I was trying to generate a mysql database from the headline corpus after reading the related article.

I started a virtualenv and installed ‘dill’ which was used to serialize and export the data. I wanted to get sqlalchemy to build (and ideally populate) the tables. I then thought that I obviously needed a db backend to handle the client connection. I assumed that years later this would not be a problem, but the ‘best practice’ interface, MySQL-python seems to still rely on ConfigParser syntax that is python2 specific. I’m a little surprised that this is a problem. It would be awesome if the pypi page had a recommendation. Instead, like all people with a problem, I find myself on stackoverflow and will be testing mysqlclient with sqlalchemy.

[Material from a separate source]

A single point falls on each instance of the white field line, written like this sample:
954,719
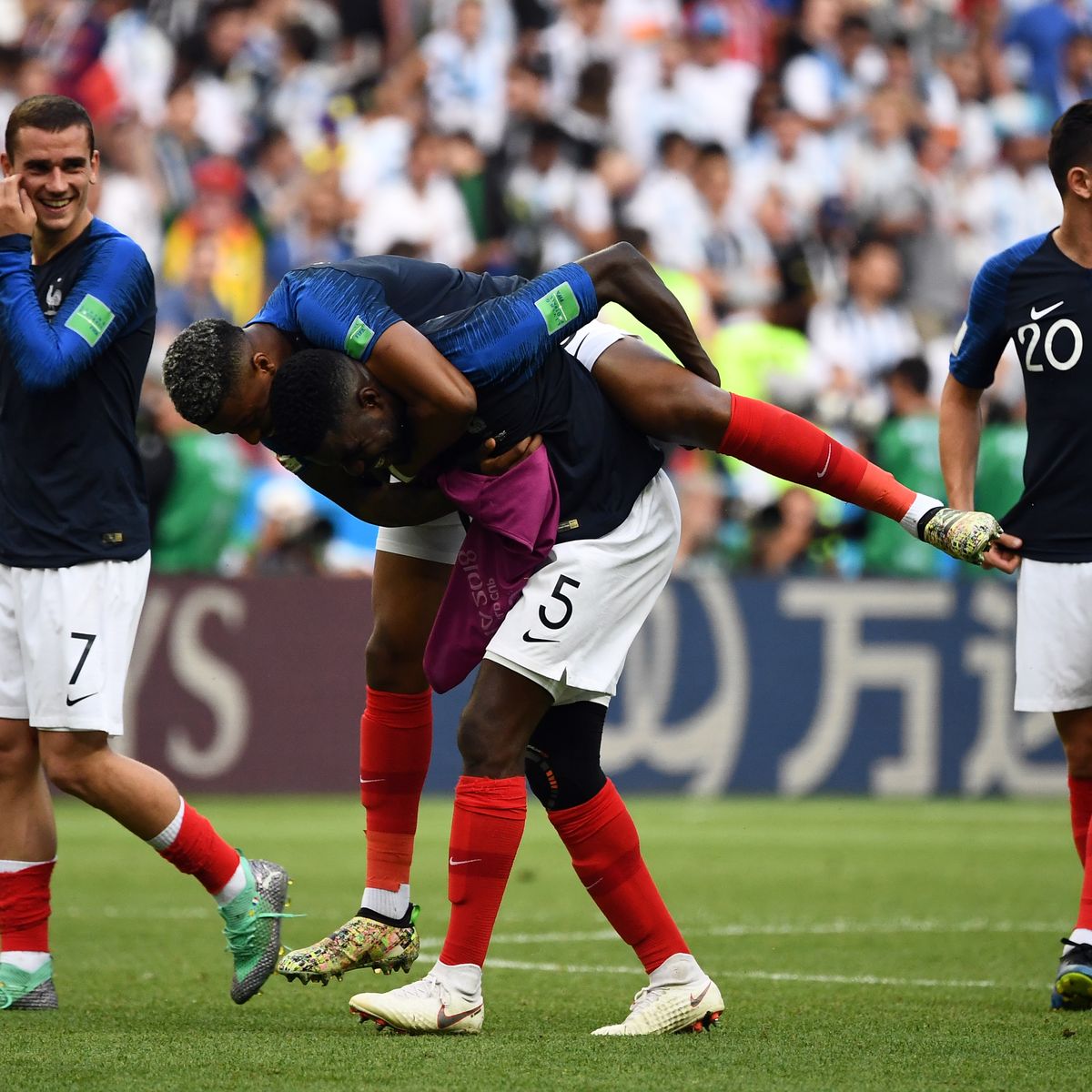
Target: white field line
787,929
839,980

Once I got that working (hint, import MySQLdb, even though the package name is wildly different), I started trying to connect and use it. It’s a little raw (not using sqlalchemy):

 db = MySQLdb.connect(<all my site-specific secrets>)
 cur = db.cursor()
 cur.execute("Create table sites (id integer primary key, sitename varchar(64));")

this sent and ran the following in my headlines db:

CREATE TABLE sites (
       id int(11) NOT NULL,
       sitename varchar(64) DEFAULT NULL,
       PRIMARY KEY (id)
       ) ENGINE=InnoDB DEFAULT CHARSET=utf8

So that’s a first pass at a sites table. The documentation inside the (large) zip is that the dictionary keys are the sites (actually, it’s a messy bit with path info tacked on, like ‘anchors/past_year_and_half/www.chicagotribune.com_20150601000000.dille.com_20150601000000’ instead of ‘www.chicagotribune.com’, but that’s fixable). So the 64 char size is based on wanting to ad the shortened ‘www.hollywoodreporter.com’ name instead of the long anchors/ path.

The next idea is that this dictionary has a [sites] -> url mapping, and [site, url] -> set of headlines mapping. A first approximation to map this from a dictionary to a set of tables in the database sounds like this in pseudo-DDL:

table sites: id, sitename
table urls: id, site references sites.id, url
table headlines: id, url references urls.id, headline

There are many sets with a single headline, and some sets with several headlines per story. The premise in the article was that news sites could change the headline, changing the perceived meaning of the article (and possibly changing the ‘click rate’). They were training this against the newyorktimes and buzzworthy to detect ‘clickbaiting’. I am just doing this as an example of database import, to get from one format to another.